The student, Sydney Black, filed a formal complaint with VCU in December 2018, and several months later the university hired an attorney who specializes in federal civil rights law.
Black, who is now 22, has said Wilder, 88, kissed her and made other overtures, including suggestions that she could live at his house and accompany him on foreign travel. He also offered to pay for law school, she said.
She got to know the nation’s first elected African American governor in 2017, while she worked as an office assistant at the L. Douglas Wilder School of Government and Public Affairs at VCU, where he is a distinguished professor. Black has said that after she rebuffed his advances, Wilder told her there was no longer funding for her position.
The university on Tuesday sent Black a two-page letter marked “sensitive and private” that summarizes the investigation’s findings, as well as a 262-page report.
A spokesman for the university, Mike Porter, declined to comment on the investigation or even confirm it had taken place, citing student and employee privacy. He responded to detailed questions with a link to VCU’s policy on Sexual Misconduct/Violence and Sex/Gender Discrimination.
Wilder on Wednesday did not respond to emails, messages left on his cellphone and a request for comment made through his blog, Wilder Visions. An assistant to Wilder also did not respond to an email.
Black’s attorney, Jason V. Wolfrey of Blacksburg, released a statement: “We are pleased the investigation has validated Sydney’s report to VCU about Mr. Wilder’s conduct.”
Black’s mother, Margo Stokes of Roanoke, said she would like Wilder to resign from the university, which is in his hometown of Richmond.
“No one else’s child should have to go through what my child went through,” she said in a phone interview Monday evening. “He should step down. It’s just over. It’s over. He owes my child an apology. It’s just really sad that he put her through all this.”
Wilder has until July 16 to contest the finding that he is responsible for non-consensual sexual contact, which would trigger a hearing by VCU’s Review Panel to determine if the investigation was conducted properly.
If he accepts the findings, both sides would have to agree to a sanction. The Review Panel would step in if both sides cannot agree on a sanction, which could range from counseling to demotion, suspension and termination of employment, according to the policy.
VCU renewed Wilder’s annual employment contract on May 31, more than three months after the start of the investigation.
He is paid $150,000 annually to teach up to 24 credit hours, according to the latest copy of the contract, which expires June 30, 2020.
The university did not respond to questions about why his contract was renewed in the midst of the investigation.
Black has said she waited almost two years to report Wilder to VCU, as well as Richmond police, because she worried about the influence someone with his power and connections could have over her education and career prospects.

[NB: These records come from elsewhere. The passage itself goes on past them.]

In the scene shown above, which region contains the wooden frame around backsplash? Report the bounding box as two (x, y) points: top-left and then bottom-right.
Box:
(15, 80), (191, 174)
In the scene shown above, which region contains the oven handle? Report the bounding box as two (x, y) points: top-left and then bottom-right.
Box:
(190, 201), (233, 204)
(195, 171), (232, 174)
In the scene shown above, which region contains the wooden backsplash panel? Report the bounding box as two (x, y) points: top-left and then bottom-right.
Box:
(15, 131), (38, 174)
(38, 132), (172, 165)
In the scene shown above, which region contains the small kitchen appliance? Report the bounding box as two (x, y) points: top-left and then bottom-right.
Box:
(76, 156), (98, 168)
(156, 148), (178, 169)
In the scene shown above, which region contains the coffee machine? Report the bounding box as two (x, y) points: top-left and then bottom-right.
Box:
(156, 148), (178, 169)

Police produced a two-page police incident report, dated Jan. 3, that says a 20-year-old woman reported that an assault had occurred Feb. 16, 2017, in a residence in the same block where Wilder owns a condo. No charges were filed.
Black said the situation depressed her and caused her to withdraw from classes. Although she briefly re-enrolled, she now plans to continue her studies elsewhere.
Black has said Wilder began to take an interest in her education after she was hired as an office assistant at the Wilder school in November 2015.
She was flattered by the attention from a leader she admired and accepted when he invited her to dinner at a riverfront restaurant in Richmond to celebrate her 20th birthday.
During dinner, she said, he ordered her vodka martinis and told her he could help her get accepted at the Howard University School of Law, where he is a board member.
After dinner, Wilder, who is divorced, drove her to his nearby condo, Black said. As they talked, she said, “he reached over and put his hand on my right leg, and I just kind of looked at him, and as soon as I looked at him, he kissed me on my mouth. I immediately jerked away.”
She said that she questioned Wilder and that he admitted he was in the wrong.
Weeks later, he invited her to brunch at his country house, where he showed her a room where he said she could live, rent-free, she said. Black said she declined Wilder’s offers and told him she was looking for a mentorship, not a personal relationship.
They had little contact until May 2017, when Wilder informed her there was no longer funding for her position at VCU, she said.